Available from June 18 until October 31, 2013, at Rogers On Demand (Channel 100).
The opening image is of a spider crawling up a girl’s leg. Welcome to Modern Gothic.
With a nod to Alfred Hitchcock and David Lynch, Stoker is one of the most devious and exhilarating psychological thrillers in years. Taking place in an isolated Southern mansion, it seduces you with beautiful, lyrical imagery until you slowly begin to realize there’s something distinctly off-kilter about this particular family.
India (Mia Wasikowska, Alice In Wonderland, Jane Eyre) is a reclusive young woman about to celebrate her 18th birthday. She doesn’t like to be touched, and spends a great deal of time wandering alone in the surrounding countryside. Her father has just died in a strange car accident, and an uncle (Matthew Goode), whom she has never met, abruptly appears, ingratiating himself to the family. He first beguiles her mother (Nicole Kidman, in one of her best recent roles) and then begins to take a more-than-passing interest in India.

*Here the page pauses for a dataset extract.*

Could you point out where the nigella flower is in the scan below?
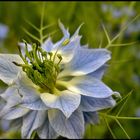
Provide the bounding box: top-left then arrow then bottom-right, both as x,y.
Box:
0,22 -> 119,139
0,23 -> 8,40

In a scene destined to become a classic, the niece and uncle play a dream-like piano duet that becomes increasingly sensual (with haunting music by veteran composer Philip Glass). Then people begin to disappear. There’s a family secret. And a secret cache of letters.
Aside from Wasikowska, who delivers an unerringly chilling performance, much of the credit belongs to South Korean director Park Chan-wook, best known for the cult favourite Oldboy (which won the Cannes Film Festival Grand Prix in 2004, and is currently being remade in English). Though Stoker is Chan-wook’s first English-language feature, his fluid directorial style gives this macabre thriller a deeply disturbing elegance. It’s a stylish and sinister stunner.